Barrier of the Process: The statement we are investigating concerns the stability of a point under a perturbation. Specifically, we want to determine whether a point that is Lyapunov stable for the linear system $\dot{x}=Ax$ remains stable when perturbed by a term $O(\|x\|^2)$ in the form $\dot{x}=v(x)=Ax+O(\|x\|^2)$, assuming that the function $v(x)$ belongs to $C^k(U)$ and that we are dealing with a system in $U \subset \mathbb{R}^n$ where $n \geq 2$.
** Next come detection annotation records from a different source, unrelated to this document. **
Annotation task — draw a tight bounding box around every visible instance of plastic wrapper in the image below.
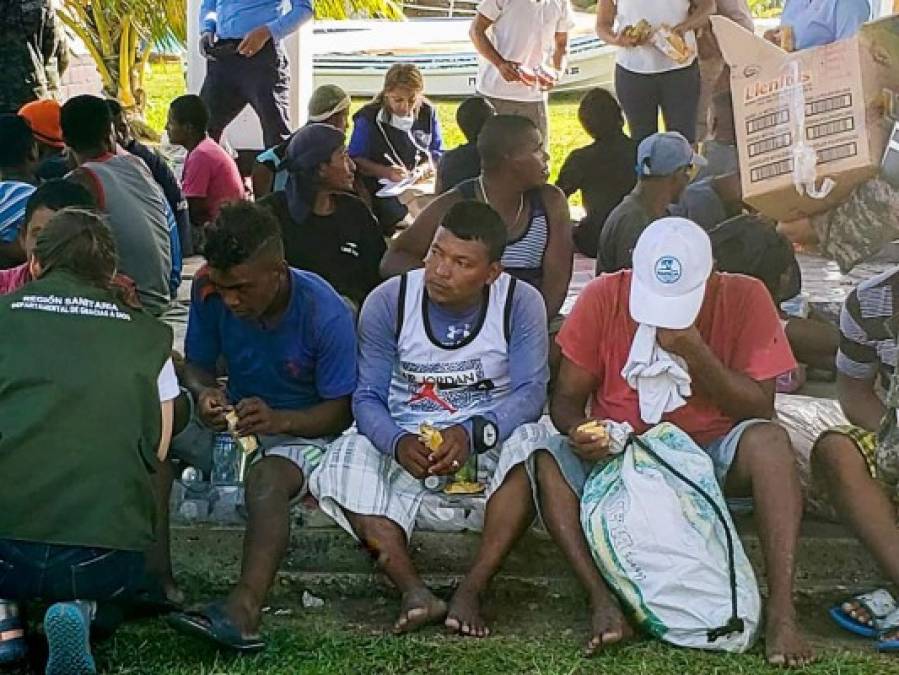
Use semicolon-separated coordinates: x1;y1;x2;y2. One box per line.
781;59;836;199
650;24;695;63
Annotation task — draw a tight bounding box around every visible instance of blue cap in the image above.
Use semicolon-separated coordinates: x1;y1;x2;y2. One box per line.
637;131;706;176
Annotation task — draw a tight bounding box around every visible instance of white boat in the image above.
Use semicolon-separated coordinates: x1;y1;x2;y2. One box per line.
312;13;615;96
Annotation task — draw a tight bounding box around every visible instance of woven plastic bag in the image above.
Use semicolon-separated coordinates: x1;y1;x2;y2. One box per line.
581;423;761;652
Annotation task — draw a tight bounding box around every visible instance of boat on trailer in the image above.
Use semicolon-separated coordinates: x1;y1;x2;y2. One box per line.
313;12;615;96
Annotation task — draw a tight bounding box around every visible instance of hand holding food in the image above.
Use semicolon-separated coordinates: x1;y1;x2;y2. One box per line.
619;19;653;47
568;419;610;462
225;410;259;454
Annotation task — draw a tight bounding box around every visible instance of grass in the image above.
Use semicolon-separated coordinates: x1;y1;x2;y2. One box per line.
146;62;591;189
72;609;899;675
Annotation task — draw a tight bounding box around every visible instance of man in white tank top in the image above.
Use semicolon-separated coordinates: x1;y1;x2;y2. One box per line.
310;201;548;637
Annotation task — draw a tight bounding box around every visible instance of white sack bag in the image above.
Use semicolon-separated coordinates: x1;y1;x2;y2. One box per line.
581;423;761;652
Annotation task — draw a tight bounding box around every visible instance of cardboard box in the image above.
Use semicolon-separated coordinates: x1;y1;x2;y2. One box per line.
712;16;899;220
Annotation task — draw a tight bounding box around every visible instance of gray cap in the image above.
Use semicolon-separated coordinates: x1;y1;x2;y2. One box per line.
309;84;350;122
637;131;706;176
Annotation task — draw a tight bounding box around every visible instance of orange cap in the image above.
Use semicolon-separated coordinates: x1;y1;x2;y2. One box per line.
19;99;65;148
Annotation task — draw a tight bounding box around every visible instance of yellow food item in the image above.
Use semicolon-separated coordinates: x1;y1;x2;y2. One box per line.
577;420;609;438
621;19;652;42
418;423;443;452
653;25;693;63
225;410;259;454
443;481;487;495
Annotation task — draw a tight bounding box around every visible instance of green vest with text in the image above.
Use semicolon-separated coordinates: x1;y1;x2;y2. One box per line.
0;271;172;551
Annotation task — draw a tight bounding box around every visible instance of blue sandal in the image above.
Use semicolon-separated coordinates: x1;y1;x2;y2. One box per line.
168;601;265;654
830;588;899;640
44;602;97;675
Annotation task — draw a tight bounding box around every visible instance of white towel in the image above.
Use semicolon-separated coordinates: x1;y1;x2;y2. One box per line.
621;324;692;424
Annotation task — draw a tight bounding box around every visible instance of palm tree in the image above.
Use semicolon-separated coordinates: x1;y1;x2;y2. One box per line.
59;0;404;118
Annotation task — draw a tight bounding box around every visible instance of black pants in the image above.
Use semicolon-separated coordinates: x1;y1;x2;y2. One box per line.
615;61;700;143
0;539;144;602
200;40;290;148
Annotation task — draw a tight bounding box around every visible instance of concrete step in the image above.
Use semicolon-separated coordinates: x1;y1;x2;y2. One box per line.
172;519;883;595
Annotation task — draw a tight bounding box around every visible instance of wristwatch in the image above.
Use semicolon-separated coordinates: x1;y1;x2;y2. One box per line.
471;415;499;454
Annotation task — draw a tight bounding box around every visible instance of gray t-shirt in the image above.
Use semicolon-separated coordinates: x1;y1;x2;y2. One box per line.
596;193;655;275
81;155;174;316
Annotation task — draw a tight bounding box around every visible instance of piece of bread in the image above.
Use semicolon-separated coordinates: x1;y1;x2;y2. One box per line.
577;420;609;440
443;481;487;495
225;410;259;454
418;422;443;452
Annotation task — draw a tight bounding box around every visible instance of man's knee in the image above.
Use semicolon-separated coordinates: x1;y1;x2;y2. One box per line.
246;457;305;505
739;422;794;461
534;449;574;492
811;433;866;478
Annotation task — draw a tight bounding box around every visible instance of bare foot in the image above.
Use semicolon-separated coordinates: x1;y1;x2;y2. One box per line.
393;588;446;634
585;593;634;656
225;586;262;639
765;611;815;668
444;584;490;637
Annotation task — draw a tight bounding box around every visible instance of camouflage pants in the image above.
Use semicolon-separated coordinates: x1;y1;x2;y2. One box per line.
811;178;899;274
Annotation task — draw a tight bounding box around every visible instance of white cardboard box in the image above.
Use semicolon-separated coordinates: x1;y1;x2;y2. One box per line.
712;16;899;220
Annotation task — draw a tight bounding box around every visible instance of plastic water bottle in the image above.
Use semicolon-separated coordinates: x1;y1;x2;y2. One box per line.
212;432;238;485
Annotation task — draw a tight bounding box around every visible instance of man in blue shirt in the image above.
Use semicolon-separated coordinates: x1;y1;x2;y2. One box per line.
310;201;548;637
167;202;356;651
765;0;871;49
200;0;313;148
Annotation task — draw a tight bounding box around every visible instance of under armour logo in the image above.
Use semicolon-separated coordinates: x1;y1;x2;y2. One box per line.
446;324;471;342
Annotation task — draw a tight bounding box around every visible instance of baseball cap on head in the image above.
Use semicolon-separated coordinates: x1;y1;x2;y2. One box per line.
309;84;351;122
630;218;713;330
637;131;707;177
19;99;66;148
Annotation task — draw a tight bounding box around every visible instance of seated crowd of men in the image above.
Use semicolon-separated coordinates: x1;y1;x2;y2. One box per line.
0;78;899;672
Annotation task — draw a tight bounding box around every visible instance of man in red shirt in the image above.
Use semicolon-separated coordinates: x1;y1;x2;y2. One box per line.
536;218;812;666
165;94;245;231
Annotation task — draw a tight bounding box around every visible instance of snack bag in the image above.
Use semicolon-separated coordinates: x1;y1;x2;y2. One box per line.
418;422;487;495
651;24;694;63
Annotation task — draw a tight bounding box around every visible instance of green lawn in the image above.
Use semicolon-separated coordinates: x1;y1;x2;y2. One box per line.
81;607;899;675
146;63;590;187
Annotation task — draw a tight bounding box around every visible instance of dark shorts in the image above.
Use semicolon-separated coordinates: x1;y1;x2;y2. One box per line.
615;61;700;143
200;40;290;148
0;539;146;602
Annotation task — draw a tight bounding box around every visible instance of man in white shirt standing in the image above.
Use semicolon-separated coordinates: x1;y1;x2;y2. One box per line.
469;0;574;142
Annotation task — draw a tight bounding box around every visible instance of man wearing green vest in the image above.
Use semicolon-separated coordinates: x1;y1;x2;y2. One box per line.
0;209;179;675
163;202;356;652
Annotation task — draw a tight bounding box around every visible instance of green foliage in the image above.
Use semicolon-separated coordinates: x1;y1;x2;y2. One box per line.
313;0;405;21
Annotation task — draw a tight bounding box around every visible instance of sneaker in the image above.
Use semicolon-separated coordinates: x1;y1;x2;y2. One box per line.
44;602;97;675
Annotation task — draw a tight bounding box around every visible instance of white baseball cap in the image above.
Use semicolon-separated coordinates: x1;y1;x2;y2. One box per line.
630;218;712;330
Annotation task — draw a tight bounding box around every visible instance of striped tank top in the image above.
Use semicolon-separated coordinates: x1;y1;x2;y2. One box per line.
456;178;549;290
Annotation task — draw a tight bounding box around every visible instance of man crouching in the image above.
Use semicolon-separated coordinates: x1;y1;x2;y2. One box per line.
310;201;548;637
534;218;812;666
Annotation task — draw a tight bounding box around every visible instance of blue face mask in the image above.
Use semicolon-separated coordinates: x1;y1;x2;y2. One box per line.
390;113;415;133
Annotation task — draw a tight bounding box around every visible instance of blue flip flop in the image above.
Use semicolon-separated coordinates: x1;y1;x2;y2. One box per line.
44;602;97;675
167;601;265;654
829;588;899;650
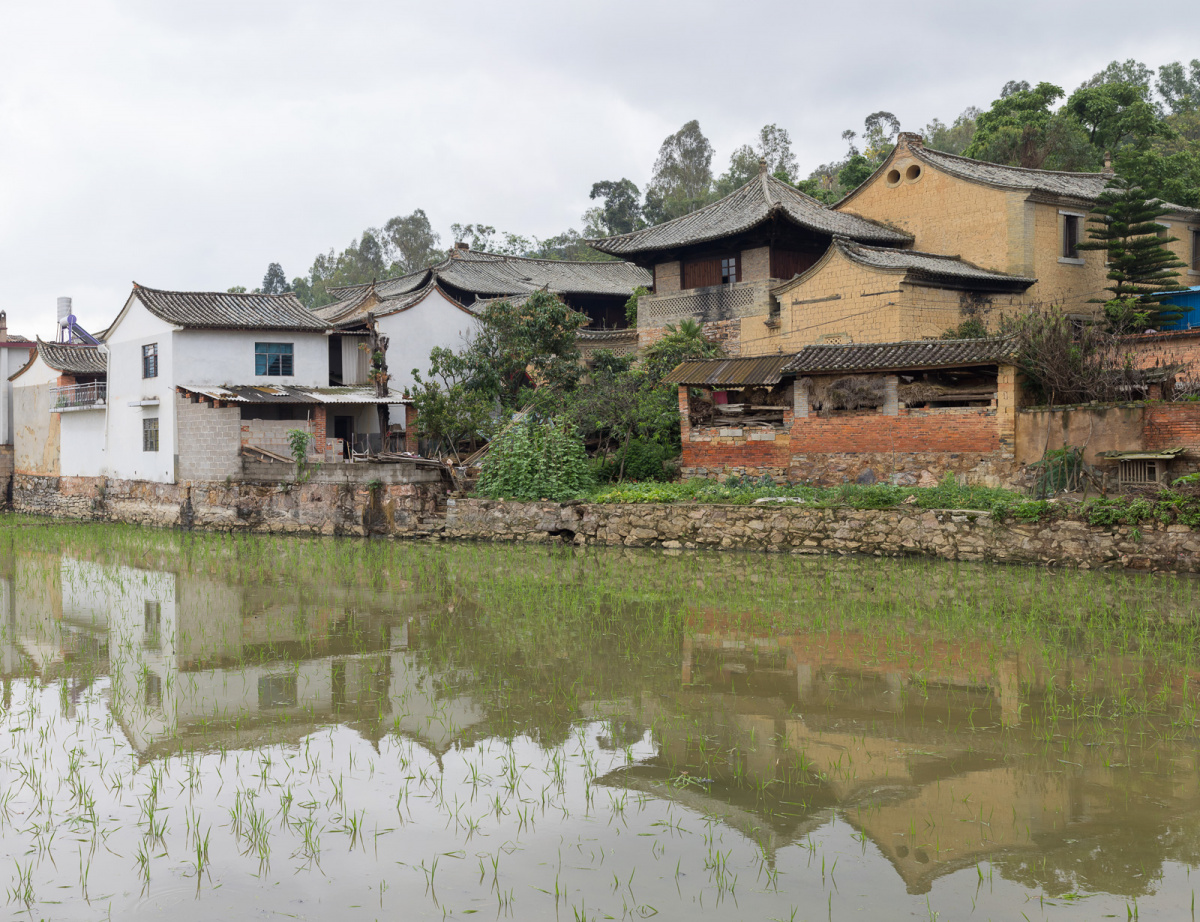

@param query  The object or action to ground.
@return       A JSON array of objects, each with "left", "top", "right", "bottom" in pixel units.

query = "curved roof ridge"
[
  {"left": 908, "top": 144, "right": 1116, "bottom": 181},
  {"left": 588, "top": 173, "right": 912, "bottom": 256}
]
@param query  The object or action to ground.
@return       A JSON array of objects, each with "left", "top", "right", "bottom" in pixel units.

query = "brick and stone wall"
[
  {"left": 13, "top": 465, "right": 445, "bottom": 535},
  {"left": 445, "top": 497, "right": 1200, "bottom": 573},
  {"left": 0, "top": 445, "right": 13, "bottom": 505},
  {"left": 679, "top": 366, "right": 1024, "bottom": 486},
  {"left": 1016, "top": 401, "right": 1200, "bottom": 477}
]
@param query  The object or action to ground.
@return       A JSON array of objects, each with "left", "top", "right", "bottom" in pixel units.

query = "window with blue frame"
[{"left": 254, "top": 342, "right": 295, "bottom": 378}]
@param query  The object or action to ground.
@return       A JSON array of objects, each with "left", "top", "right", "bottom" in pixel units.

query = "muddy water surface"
[{"left": 0, "top": 525, "right": 1200, "bottom": 922}]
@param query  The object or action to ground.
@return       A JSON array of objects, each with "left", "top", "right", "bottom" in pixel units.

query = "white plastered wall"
[
  {"left": 377, "top": 289, "right": 479, "bottom": 396},
  {"left": 172, "top": 330, "right": 329, "bottom": 388},
  {"left": 103, "top": 295, "right": 178, "bottom": 484}
]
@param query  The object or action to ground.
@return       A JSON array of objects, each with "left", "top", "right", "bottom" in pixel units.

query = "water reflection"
[{"left": 0, "top": 528, "right": 1200, "bottom": 917}]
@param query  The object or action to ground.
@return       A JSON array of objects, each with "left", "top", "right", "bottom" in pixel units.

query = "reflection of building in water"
[
  {"left": 8, "top": 557, "right": 484, "bottom": 756},
  {"left": 605, "top": 630, "right": 1200, "bottom": 893}
]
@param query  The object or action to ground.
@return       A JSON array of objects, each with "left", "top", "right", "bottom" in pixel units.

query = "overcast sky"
[{"left": 0, "top": 0, "right": 1200, "bottom": 337}]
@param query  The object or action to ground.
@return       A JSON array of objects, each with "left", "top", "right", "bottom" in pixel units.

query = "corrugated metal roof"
[
  {"left": 662, "top": 355, "right": 793, "bottom": 388},
  {"left": 133, "top": 288, "right": 328, "bottom": 330},
  {"left": 588, "top": 173, "right": 912, "bottom": 256},
  {"left": 784, "top": 340, "right": 1014, "bottom": 375},
  {"left": 178, "top": 384, "right": 409, "bottom": 403}
]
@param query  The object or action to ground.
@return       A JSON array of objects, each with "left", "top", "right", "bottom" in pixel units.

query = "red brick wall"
[
  {"left": 792, "top": 409, "right": 1000, "bottom": 451},
  {"left": 1124, "top": 330, "right": 1200, "bottom": 378},
  {"left": 1142, "top": 401, "right": 1200, "bottom": 455},
  {"left": 680, "top": 401, "right": 1001, "bottom": 468}
]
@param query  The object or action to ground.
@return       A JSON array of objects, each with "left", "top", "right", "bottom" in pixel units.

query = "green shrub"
[{"left": 475, "top": 414, "right": 595, "bottom": 501}]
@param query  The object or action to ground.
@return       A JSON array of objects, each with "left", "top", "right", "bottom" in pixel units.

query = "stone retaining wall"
[
  {"left": 445, "top": 497, "right": 1200, "bottom": 573},
  {"left": 13, "top": 474, "right": 445, "bottom": 535}
]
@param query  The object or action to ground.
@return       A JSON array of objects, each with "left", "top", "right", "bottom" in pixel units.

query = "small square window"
[
  {"left": 1062, "top": 215, "right": 1079, "bottom": 259},
  {"left": 254, "top": 342, "right": 294, "bottom": 378},
  {"left": 142, "top": 342, "right": 158, "bottom": 378},
  {"left": 142, "top": 417, "right": 158, "bottom": 451}
]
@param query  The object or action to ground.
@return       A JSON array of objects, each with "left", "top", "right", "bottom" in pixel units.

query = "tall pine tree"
[{"left": 1079, "top": 176, "right": 1184, "bottom": 333}]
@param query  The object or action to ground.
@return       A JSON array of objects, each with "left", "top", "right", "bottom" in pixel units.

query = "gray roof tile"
[
  {"left": 910, "top": 144, "right": 1112, "bottom": 200},
  {"left": 588, "top": 173, "right": 912, "bottom": 256},
  {"left": 784, "top": 339, "right": 1015, "bottom": 375},
  {"left": 322, "top": 250, "right": 653, "bottom": 302},
  {"left": 133, "top": 288, "right": 328, "bottom": 330},
  {"left": 37, "top": 339, "right": 108, "bottom": 375}
]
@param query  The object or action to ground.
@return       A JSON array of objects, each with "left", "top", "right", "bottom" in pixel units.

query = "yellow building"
[{"left": 593, "top": 133, "right": 1200, "bottom": 355}]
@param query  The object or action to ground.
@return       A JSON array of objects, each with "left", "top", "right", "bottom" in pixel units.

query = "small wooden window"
[
  {"left": 142, "top": 342, "right": 158, "bottom": 378},
  {"left": 1062, "top": 215, "right": 1079, "bottom": 259},
  {"left": 142, "top": 417, "right": 158, "bottom": 451},
  {"left": 721, "top": 256, "right": 742, "bottom": 285}
]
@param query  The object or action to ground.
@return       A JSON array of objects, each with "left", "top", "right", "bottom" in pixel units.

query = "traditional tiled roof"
[
  {"left": 773, "top": 238, "right": 1037, "bottom": 293},
  {"left": 37, "top": 339, "right": 108, "bottom": 375},
  {"left": 316, "top": 282, "right": 479, "bottom": 330},
  {"left": 588, "top": 173, "right": 911, "bottom": 256},
  {"left": 133, "top": 288, "right": 328, "bottom": 330},
  {"left": 662, "top": 355, "right": 793, "bottom": 387},
  {"left": 313, "top": 292, "right": 371, "bottom": 325},
  {"left": 330, "top": 250, "right": 654, "bottom": 299},
  {"left": 784, "top": 340, "right": 1014, "bottom": 375},
  {"left": 908, "top": 144, "right": 1112, "bottom": 200},
  {"left": 176, "top": 384, "right": 408, "bottom": 403},
  {"left": 578, "top": 327, "right": 637, "bottom": 346}
]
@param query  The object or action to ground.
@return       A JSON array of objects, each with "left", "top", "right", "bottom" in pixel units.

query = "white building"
[{"left": 13, "top": 285, "right": 403, "bottom": 484}]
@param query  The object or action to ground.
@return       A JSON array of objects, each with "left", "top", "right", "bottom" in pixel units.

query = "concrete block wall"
[{"left": 175, "top": 393, "right": 241, "bottom": 480}]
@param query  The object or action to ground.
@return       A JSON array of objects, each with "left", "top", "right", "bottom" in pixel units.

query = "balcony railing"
[{"left": 50, "top": 382, "right": 108, "bottom": 411}]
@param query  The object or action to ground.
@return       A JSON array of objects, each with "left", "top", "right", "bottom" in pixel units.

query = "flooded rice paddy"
[{"left": 0, "top": 522, "right": 1200, "bottom": 922}]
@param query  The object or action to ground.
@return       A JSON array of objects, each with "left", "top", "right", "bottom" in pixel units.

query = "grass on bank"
[{"left": 586, "top": 477, "right": 1200, "bottom": 527}]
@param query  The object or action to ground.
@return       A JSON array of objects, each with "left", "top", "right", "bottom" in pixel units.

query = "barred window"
[
  {"left": 1062, "top": 215, "right": 1079, "bottom": 259},
  {"left": 142, "top": 342, "right": 158, "bottom": 378},
  {"left": 254, "top": 342, "right": 294, "bottom": 377},
  {"left": 142, "top": 417, "right": 158, "bottom": 451}
]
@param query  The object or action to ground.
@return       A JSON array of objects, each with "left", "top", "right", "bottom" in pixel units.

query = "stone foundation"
[
  {"left": 445, "top": 497, "right": 1200, "bottom": 573},
  {"left": 13, "top": 474, "right": 445, "bottom": 535}
]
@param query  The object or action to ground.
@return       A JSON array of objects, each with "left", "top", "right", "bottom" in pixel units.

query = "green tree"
[
  {"left": 1079, "top": 176, "right": 1184, "bottom": 331},
  {"left": 263, "top": 263, "right": 292, "bottom": 294},
  {"left": 584, "top": 179, "right": 644, "bottom": 237},
  {"left": 642, "top": 119, "right": 713, "bottom": 224},
  {"left": 962, "top": 83, "right": 1064, "bottom": 167},
  {"left": 922, "top": 106, "right": 980, "bottom": 154},
  {"left": 838, "top": 154, "right": 878, "bottom": 192},
  {"left": 1066, "top": 83, "right": 1164, "bottom": 151},
  {"left": 410, "top": 346, "right": 494, "bottom": 456},
  {"left": 462, "top": 292, "right": 587, "bottom": 408},
  {"left": 383, "top": 208, "right": 445, "bottom": 275}
]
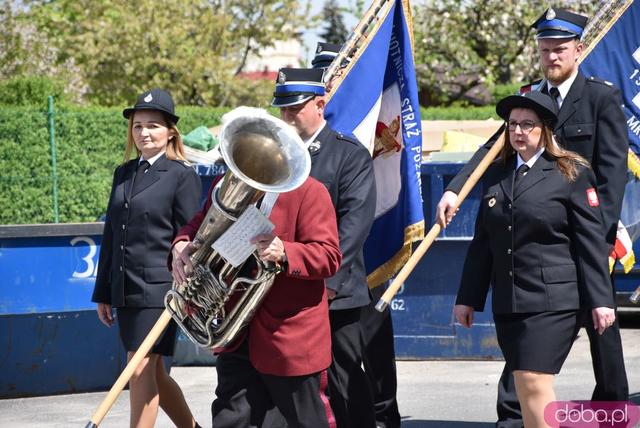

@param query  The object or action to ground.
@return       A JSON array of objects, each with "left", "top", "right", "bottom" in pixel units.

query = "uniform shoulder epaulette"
[
  {"left": 336, "top": 132, "right": 360, "bottom": 144},
  {"left": 587, "top": 76, "right": 613, "bottom": 86},
  {"left": 171, "top": 159, "right": 191, "bottom": 168}
]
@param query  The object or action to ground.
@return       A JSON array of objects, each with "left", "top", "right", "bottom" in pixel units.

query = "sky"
[{"left": 302, "top": 0, "right": 360, "bottom": 63}]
Analysis of the Barrier: As previously discussed, the statement is not necessarily true. We demonstrated this with the example:
\begin{align*} \dot{x} &= -\frac{y}{x} + x^3 \\ \dot{y} &= x + y^3 \end{align*}
In this example, the origin is Lyapunov stable for the linearized system $\dot{x}=Ax$. However, when we introduce the nonlinear term $O(\|x\|^2)$ in $\dot{x}=v(x)$, the origin is no longer Lyapunov stable. This raises the question of finding a suitable Lyapunov function $g'(x,y)$ for the perturbed system that can capture the stability or instability of the origin.
Related Question: Given that we've observed that adding nonlinear terms to the system can change its stability, a related question arises:
Question: Under what conditions can we guarantee the preservation of stability (i.e., Lyapunov stability) when introducing perturbations, such as $O(\|x\|^2)$ terms, to a system of the form $\dot{x}=Ax$? Are there specific properties of the perturbation function $v(x)$ that ensure stability is maintained?
This question delves into the broader topic of stability analysis in the presence of perturbations and seeks to identify conditions under which the stability of a system remains robust despite the addition of nonlinear terms.
The local (at the origin) stability of a linear system perturbed by nonlinearities is preserved if the Jacobian of the nonlinear term evaluated at the origin is zero and if the linear part does not have marginally stable modes.
This equivalent to the following mathematical notation
$$ \dot{x} = v(x), \tag{1} $$
with $v(0)=0$ and
$$ \left.\frac{\partial\,v(x)}{\partial x}\right|_{x=0} = A \tag{2} $$
and $A$ a Hurwitz matrix (i.e. all eigenvalues of $A$ have a negative real part). Which is also equivalent to stating
$$ v(x) = A\,x + f(x), \tag{3} $$
with $A$ a Hurwitz matrix and $f(x)$ such that $f(0)=0$ and
$$ \left.\frac{\partial\,f(x)}{\partial x}\right|_{x=0} = 0. \tag{4} $$
Though, it has to be noted that this is a sufficient but not necessary condition to ensure local stability of the nonlinear system.
A Lyapunov function $V(x)$ that would show local asymptotic stability of $(1)$ can be found using any positive definite matrix $Q$ and matrix $P$ satisfying the following Lyapunov equation
$$ A^\top P + P\,A = -Q. \tag{5} $$
The corresponding Lyapunov function can be obtained as
$$ V(x) = x^\top P\,x. \tag{6} $$
Local asymptotic stability of $(1)$ using $(6)$ can be shown by taking the derivative of $(5)$, which yields
\begin{align} \dot{V}(x) &= \dot{x}^\top P\,x + x^\top P\,\dot{x}, \\ &= v(x)^\top P\,x + x^\top P\,v(x), \\ &= x^\top A^\top P\,x + f(x)^\top P\,x + x^\top P\,A\,x + x^\top P\,f(x), \\ &= -x^\top Q\,x + f(x)^\top P\,x + x^\top P\,f(x). \end{align}
Due to $(4)$ is follows that $f(x)^\top P\,x + x^\top P\,f(x)$ is $O(\|x\|^3)$ or higher, while $x^\top Q\,x$ is $O(\|x\|^2)$. Therefore, near the origin the term $-x^\top Q\,x$ dominates $\dot{V}(x)$ and thus implies asymptotic stability.